Edgar may be attached to a historic hotel, but a separate street entrance helps set off the eatery from the bustling lobby. The atmosphere shifts from morning to night. You’ll find a mix of early-risers for weekday breakfast, including hotel guests breezing through the continental buffet (also open to non-guests), and K Streeters meeting over egg-white omelets and coffee. Lunch is a similar mix of business and pleasure, but as the day goes on, the space turns from bright and busy to a low-lit lounge primed for happy hour or a more leisurely dinner in the back dining room.
Forget the blue plate. Edgar hopes to hook a crowd with a different event nearly every night of the week. You might take the edge off Monday with $15 pours of Johnnie Walker Blue, grab five girlfriends for a complimentary bottle of bubbly on Thursday, or welcome the weekend come Friday with gratis flatbread pizzas and $3 drafts.

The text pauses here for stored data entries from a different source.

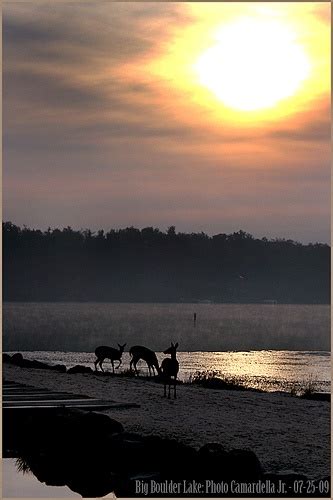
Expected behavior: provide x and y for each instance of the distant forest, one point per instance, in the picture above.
(148, 265)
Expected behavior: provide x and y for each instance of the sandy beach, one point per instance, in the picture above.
(287, 434)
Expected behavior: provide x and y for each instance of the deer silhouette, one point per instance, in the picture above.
(104, 352)
(170, 368)
(138, 352)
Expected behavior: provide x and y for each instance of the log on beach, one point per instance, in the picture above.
(220, 433)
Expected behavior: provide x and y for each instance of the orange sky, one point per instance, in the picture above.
(107, 124)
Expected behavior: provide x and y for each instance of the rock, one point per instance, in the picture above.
(212, 462)
(6, 358)
(80, 369)
(58, 368)
(35, 364)
(244, 464)
(17, 359)
(157, 454)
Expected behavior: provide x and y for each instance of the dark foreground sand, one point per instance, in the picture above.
(287, 434)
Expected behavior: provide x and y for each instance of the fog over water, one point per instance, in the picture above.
(219, 327)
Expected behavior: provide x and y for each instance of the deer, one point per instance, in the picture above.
(140, 352)
(170, 368)
(102, 352)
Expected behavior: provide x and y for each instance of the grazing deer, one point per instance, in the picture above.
(102, 352)
(140, 352)
(170, 368)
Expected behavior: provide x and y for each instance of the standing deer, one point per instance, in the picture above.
(170, 368)
(140, 352)
(102, 352)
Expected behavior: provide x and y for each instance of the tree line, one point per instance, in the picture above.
(149, 265)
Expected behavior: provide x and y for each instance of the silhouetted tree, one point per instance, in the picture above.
(149, 265)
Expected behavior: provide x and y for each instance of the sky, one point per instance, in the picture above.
(210, 117)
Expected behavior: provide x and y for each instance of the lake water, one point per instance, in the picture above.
(272, 347)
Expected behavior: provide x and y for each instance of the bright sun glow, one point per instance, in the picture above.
(254, 64)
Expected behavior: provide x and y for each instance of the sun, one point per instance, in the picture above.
(253, 65)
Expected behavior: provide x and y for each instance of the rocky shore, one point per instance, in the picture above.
(204, 441)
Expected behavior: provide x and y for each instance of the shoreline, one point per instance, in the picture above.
(267, 423)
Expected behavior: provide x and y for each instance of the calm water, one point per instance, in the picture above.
(267, 346)
(267, 370)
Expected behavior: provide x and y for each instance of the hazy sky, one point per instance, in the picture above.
(110, 122)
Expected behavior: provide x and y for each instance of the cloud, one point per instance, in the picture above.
(90, 142)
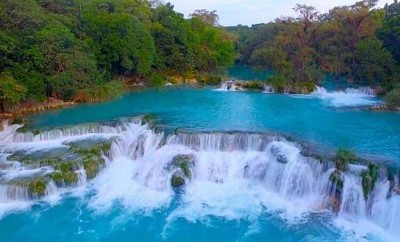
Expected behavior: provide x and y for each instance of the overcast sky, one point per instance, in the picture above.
(247, 12)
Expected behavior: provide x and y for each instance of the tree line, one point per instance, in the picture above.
(63, 48)
(360, 43)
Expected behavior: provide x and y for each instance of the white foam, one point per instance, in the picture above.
(348, 98)
(235, 176)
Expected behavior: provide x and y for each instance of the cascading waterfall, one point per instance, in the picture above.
(247, 170)
(228, 86)
(362, 96)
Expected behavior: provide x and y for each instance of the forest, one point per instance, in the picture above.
(81, 50)
(358, 43)
(71, 49)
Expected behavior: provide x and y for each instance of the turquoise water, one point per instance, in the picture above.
(248, 73)
(316, 121)
(113, 208)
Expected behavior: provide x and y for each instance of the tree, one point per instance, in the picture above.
(11, 92)
(209, 17)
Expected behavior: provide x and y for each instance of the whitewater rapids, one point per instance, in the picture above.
(235, 176)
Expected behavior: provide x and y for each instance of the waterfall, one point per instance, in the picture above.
(223, 174)
(228, 86)
(363, 96)
(269, 89)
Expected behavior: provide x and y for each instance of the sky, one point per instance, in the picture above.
(248, 12)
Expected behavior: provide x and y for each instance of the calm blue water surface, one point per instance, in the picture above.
(315, 121)
(308, 119)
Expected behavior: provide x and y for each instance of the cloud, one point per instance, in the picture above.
(233, 12)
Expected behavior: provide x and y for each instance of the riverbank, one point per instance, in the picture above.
(108, 91)
(33, 107)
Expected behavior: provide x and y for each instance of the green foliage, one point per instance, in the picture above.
(71, 50)
(37, 188)
(10, 90)
(369, 179)
(157, 80)
(358, 42)
(337, 180)
(278, 82)
(177, 181)
(342, 158)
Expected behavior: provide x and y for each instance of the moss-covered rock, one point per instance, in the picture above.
(280, 156)
(96, 150)
(92, 166)
(342, 158)
(184, 163)
(369, 179)
(337, 180)
(177, 181)
(37, 188)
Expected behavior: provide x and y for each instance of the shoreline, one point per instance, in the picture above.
(54, 103)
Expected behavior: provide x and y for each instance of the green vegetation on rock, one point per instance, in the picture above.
(37, 188)
(369, 179)
(177, 181)
(337, 180)
(342, 158)
(87, 50)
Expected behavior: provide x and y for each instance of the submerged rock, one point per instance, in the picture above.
(183, 164)
(369, 179)
(280, 156)
(343, 158)
(336, 190)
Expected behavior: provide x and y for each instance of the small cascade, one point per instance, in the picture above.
(141, 169)
(13, 193)
(64, 133)
(269, 89)
(363, 96)
(361, 90)
(353, 203)
(8, 133)
(229, 85)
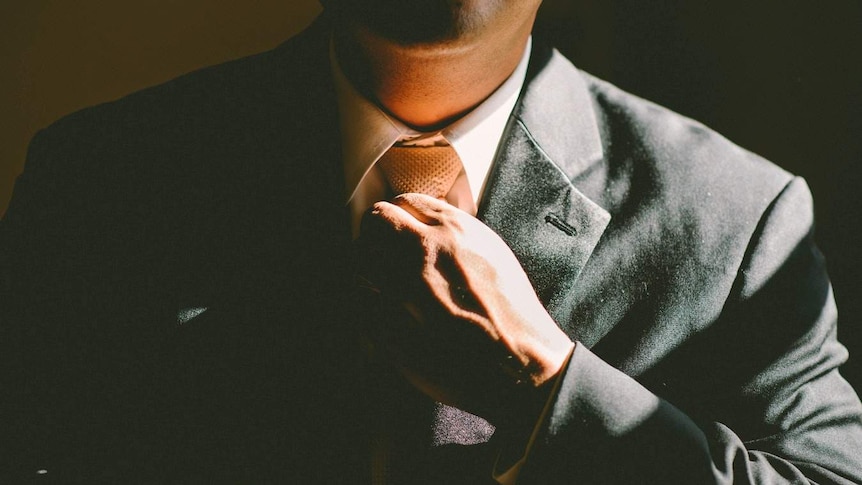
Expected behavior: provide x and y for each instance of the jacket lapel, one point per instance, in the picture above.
(530, 201)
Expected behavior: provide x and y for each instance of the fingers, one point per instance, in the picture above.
(423, 207)
(397, 217)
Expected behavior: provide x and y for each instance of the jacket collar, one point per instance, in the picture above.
(530, 201)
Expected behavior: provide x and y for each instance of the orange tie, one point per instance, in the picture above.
(426, 170)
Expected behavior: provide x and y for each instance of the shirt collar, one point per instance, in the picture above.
(367, 131)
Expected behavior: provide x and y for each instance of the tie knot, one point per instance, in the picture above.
(426, 170)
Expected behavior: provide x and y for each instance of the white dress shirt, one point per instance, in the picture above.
(367, 132)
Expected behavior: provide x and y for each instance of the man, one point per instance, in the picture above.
(590, 290)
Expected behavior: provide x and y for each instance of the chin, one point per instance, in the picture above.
(414, 22)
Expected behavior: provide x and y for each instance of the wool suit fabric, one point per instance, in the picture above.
(176, 270)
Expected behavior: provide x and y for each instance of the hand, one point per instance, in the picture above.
(460, 319)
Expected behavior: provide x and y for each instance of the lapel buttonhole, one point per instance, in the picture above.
(560, 224)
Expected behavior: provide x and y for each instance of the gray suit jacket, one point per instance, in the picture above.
(176, 301)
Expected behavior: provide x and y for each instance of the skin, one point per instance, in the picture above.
(442, 63)
(459, 317)
(462, 321)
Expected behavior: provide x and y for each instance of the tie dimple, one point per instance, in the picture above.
(426, 170)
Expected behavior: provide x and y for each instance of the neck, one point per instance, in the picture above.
(428, 86)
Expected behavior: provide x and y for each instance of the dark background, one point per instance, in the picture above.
(783, 79)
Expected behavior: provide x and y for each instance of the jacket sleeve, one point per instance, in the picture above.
(782, 412)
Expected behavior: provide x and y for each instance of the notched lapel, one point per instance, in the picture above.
(530, 201)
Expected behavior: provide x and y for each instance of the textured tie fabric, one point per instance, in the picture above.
(427, 170)
(416, 440)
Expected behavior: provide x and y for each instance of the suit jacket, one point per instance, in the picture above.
(176, 306)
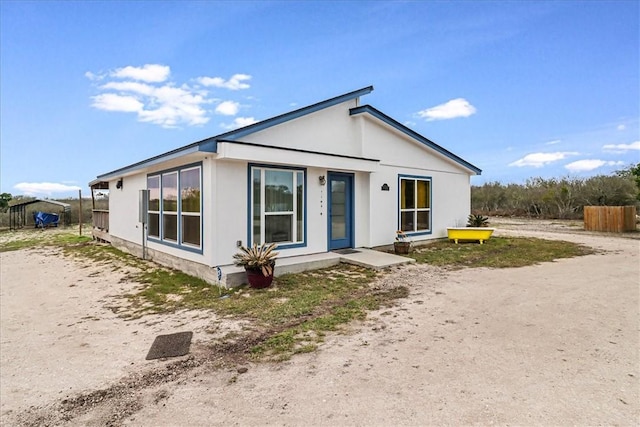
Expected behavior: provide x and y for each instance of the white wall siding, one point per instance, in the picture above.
(330, 130)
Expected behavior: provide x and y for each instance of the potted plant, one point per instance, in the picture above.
(477, 221)
(259, 263)
(402, 245)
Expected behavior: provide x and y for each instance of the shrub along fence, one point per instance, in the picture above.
(616, 219)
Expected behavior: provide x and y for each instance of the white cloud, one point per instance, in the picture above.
(239, 122)
(234, 83)
(228, 108)
(152, 73)
(458, 107)
(590, 164)
(146, 92)
(140, 88)
(44, 188)
(115, 102)
(622, 148)
(541, 159)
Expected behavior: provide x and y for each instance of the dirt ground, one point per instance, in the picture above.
(551, 344)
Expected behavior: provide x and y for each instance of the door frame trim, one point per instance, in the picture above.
(351, 219)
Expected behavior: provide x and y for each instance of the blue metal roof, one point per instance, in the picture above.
(210, 145)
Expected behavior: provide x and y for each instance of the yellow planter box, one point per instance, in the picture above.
(469, 233)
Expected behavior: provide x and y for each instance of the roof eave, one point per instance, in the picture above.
(210, 145)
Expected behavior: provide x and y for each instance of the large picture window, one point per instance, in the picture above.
(277, 205)
(415, 204)
(175, 206)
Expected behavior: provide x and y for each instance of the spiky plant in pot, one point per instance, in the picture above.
(260, 258)
(477, 221)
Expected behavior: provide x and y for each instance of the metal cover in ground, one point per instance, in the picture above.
(346, 251)
(171, 345)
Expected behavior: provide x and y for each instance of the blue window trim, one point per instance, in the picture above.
(177, 244)
(304, 204)
(424, 178)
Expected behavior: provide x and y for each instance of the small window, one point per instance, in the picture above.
(415, 205)
(153, 185)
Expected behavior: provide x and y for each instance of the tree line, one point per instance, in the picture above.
(557, 197)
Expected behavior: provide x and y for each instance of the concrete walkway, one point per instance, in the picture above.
(374, 259)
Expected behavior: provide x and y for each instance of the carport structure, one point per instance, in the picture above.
(18, 212)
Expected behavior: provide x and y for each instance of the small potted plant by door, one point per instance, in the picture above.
(402, 245)
(259, 262)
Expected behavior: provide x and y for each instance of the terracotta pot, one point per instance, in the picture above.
(257, 280)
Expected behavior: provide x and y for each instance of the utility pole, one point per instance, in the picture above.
(80, 213)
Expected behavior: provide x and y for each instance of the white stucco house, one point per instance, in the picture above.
(332, 175)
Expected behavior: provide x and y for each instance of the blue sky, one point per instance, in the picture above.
(519, 89)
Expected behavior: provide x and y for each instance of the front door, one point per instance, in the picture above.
(340, 210)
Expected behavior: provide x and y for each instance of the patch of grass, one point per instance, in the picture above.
(294, 314)
(498, 252)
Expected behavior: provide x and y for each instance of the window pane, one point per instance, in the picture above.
(338, 218)
(423, 194)
(278, 228)
(423, 220)
(101, 199)
(407, 189)
(153, 185)
(191, 229)
(278, 191)
(170, 227)
(406, 221)
(256, 205)
(154, 225)
(190, 190)
(299, 204)
(170, 192)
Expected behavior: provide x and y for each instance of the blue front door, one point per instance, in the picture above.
(340, 210)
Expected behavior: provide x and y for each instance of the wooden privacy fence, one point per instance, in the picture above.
(616, 219)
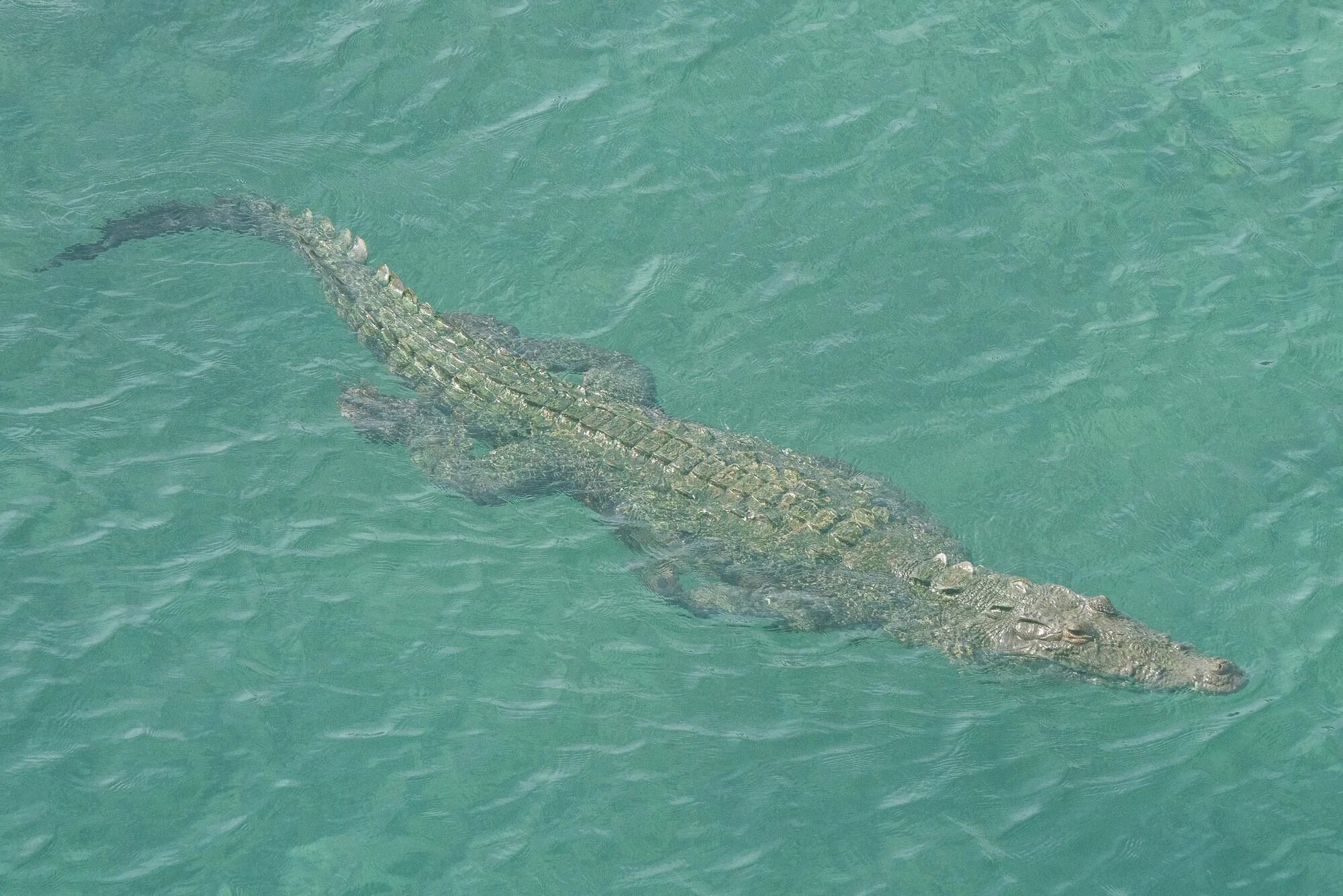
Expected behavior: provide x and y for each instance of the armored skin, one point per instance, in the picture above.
(806, 541)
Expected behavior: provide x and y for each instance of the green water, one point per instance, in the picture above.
(1067, 272)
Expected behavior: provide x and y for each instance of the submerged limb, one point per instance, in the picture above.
(443, 447)
(789, 609)
(604, 370)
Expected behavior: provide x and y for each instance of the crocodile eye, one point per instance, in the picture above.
(1031, 628)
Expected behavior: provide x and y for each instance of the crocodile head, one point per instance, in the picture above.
(1013, 617)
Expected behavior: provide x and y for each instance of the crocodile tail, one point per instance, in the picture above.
(244, 216)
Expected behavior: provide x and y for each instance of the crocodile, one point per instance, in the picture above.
(727, 524)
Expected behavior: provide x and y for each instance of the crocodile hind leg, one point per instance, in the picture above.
(441, 444)
(604, 370)
(797, 611)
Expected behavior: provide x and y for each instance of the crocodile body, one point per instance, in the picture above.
(806, 541)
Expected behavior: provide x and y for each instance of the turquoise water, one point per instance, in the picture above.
(1067, 272)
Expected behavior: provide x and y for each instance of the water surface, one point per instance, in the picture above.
(1067, 272)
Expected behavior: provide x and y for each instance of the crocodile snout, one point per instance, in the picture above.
(1220, 677)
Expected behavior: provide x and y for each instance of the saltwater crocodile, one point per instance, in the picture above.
(806, 541)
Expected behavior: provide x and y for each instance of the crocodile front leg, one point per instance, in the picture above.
(441, 444)
(604, 370)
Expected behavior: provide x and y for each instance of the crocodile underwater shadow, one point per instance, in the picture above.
(802, 540)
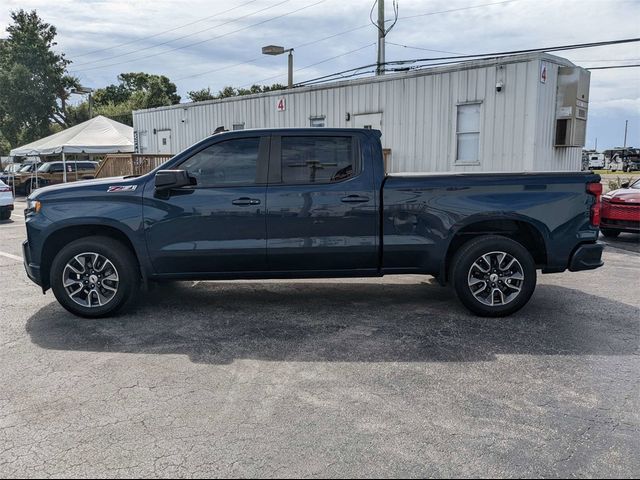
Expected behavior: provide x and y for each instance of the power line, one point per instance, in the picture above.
(203, 41)
(478, 56)
(182, 37)
(459, 9)
(313, 42)
(614, 66)
(163, 32)
(425, 49)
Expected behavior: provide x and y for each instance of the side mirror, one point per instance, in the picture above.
(169, 179)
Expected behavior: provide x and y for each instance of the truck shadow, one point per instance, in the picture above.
(218, 323)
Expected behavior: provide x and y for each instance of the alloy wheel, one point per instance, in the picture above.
(90, 280)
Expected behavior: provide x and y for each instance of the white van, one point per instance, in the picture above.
(596, 161)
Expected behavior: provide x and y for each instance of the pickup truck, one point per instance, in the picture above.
(294, 203)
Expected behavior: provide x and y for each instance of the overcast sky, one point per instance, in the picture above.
(206, 43)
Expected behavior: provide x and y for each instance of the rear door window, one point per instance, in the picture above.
(317, 159)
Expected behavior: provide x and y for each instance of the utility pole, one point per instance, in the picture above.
(381, 35)
(382, 32)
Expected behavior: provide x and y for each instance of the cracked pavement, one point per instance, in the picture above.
(382, 377)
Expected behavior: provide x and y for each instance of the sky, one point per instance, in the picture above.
(207, 43)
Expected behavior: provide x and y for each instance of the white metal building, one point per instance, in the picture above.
(515, 113)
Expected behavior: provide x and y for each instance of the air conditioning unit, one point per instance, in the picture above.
(572, 106)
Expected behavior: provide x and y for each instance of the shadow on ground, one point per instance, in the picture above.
(625, 241)
(349, 322)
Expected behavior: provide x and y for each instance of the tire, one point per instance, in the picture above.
(473, 279)
(610, 233)
(115, 268)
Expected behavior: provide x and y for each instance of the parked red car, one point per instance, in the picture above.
(621, 210)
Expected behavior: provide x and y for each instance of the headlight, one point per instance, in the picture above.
(33, 206)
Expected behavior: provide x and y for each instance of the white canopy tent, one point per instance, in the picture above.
(97, 135)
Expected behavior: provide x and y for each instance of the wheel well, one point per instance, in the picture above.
(522, 232)
(62, 237)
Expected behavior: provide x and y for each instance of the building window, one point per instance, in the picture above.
(468, 133)
(317, 121)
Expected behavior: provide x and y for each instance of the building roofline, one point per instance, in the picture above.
(427, 70)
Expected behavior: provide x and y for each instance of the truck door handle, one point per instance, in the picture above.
(354, 199)
(245, 201)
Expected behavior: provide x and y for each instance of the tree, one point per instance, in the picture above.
(139, 90)
(32, 76)
(226, 92)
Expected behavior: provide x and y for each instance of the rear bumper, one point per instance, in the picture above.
(33, 270)
(621, 225)
(586, 257)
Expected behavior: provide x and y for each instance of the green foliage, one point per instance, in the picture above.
(226, 92)
(616, 183)
(201, 95)
(120, 112)
(137, 90)
(32, 76)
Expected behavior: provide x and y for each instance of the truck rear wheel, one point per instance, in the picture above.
(493, 276)
(95, 277)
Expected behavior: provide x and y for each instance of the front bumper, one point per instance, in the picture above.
(33, 270)
(586, 257)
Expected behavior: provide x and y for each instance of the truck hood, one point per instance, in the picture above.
(102, 184)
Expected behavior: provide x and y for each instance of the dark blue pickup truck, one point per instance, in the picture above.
(296, 203)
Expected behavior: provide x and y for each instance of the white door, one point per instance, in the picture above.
(164, 141)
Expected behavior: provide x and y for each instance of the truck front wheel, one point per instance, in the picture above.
(493, 276)
(95, 277)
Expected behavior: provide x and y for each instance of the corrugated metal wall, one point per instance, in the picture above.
(418, 115)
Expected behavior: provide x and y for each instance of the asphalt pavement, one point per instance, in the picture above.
(386, 377)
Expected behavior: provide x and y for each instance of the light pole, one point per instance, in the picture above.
(276, 50)
(84, 91)
(80, 91)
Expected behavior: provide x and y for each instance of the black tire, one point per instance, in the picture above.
(122, 260)
(465, 270)
(610, 233)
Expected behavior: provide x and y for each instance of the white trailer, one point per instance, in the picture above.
(515, 113)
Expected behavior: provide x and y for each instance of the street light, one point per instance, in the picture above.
(80, 91)
(277, 50)
(84, 91)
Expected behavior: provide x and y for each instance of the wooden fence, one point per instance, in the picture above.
(122, 164)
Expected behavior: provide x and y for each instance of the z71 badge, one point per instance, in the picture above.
(121, 188)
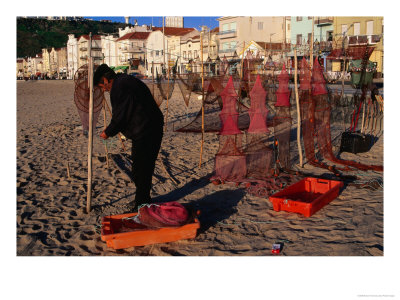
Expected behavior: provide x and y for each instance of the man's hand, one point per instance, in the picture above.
(103, 135)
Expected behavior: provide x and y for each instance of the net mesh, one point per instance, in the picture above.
(82, 97)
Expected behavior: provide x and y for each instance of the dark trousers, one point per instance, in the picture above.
(144, 155)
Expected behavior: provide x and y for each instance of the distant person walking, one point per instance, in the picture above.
(136, 115)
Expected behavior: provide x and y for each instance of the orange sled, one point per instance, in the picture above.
(306, 196)
(117, 235)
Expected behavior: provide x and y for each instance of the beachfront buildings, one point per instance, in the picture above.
(170, 40)
(359, 31)
(147, 50)
(236, 32)
(72, 56)
(83, 50)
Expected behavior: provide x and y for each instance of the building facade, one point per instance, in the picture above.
(83, 50)
(360, 31)
(62, 62)
(236, 32)
(72, 55)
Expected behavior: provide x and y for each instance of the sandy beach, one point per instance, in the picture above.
(51, 220)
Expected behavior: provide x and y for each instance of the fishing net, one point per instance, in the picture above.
(322, 122)
(230, 161)
(165, 86)
(82, 97)
(282, 121)
(258, 154)
(155, 91)
(186, 83)
(212, 106)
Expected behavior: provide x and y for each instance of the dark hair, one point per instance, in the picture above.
(103, 71)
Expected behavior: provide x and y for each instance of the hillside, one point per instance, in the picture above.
(35, 34)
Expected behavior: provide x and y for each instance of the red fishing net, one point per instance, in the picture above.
(82, 97)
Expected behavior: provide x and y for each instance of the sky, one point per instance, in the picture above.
(188, 22)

Future plans include reps from local food and beverage companies dropping by to hand out samples and talk about their products.
Thankfully, not of the tapas-inspired variety. Chef Andrew Morrison partially designed the menu with a hungry bar crowd in mind, meaning more large platters for group grazing and less Lilliputian portions for group haggling. Drink-friendly dishes include boards of cured meats from Virginia-based salumeria Olli, a quartet of mini crabcakes topped with a dollop of smoked paprika, and fennel sausage flatbreads. Those less inclined to share also have a variety of options, including homey entrées like roast chicken with Benton’s bacon and buttermilk mashed potatoes, and lighter dishes such as house-made tagliatelle with shrimp and spicy tomato-zucchini ragout. If you want to avoid the bar scene, ask for a quiet table in the back dining room.
Monday breakfast is all about business, but when it comes to Sunday brunch, Edgar embraces Washington’s lazy side. The à-la-carte lineup is pure indulgence: think crabcakes Benedict, raspberry-lemon-ricotta pancakes, and a “Southern-fried breakfast” of smoked bacon, buttermilk-fried chicken, sausage gravy, grits, and biscuits. Have an urge to really go all-out? Try $10 bottomless mimosas or one of the many Bloody Marys spiked with everything from vodka to tequila.
A Surveyor’s Scene
Sure, bars are all about checking out who’s who. Edgar takes the theme a step further, with several design nods to land surveying (its namesake, J. Edgar Hoover, was a surveyor of his own kind, and dined at the old Mayflower for lunch daily). The New York-based design firm AvroKo is behind touches such as dangling surveying chains and notes from an early District surveyor enlarged and hung along the wall of the dining room. Another thing those surveyors love: brown liquor, reflected in both the vintage whiskey bottle collection around the bar and the extensive list of bourbon and Scotch.
You might find a mix of jetlagged hotel guests and revelers who worked up an appetite at the nearby clubs and bars for late-night service. A limited bar menu runs from ten to midnight daily.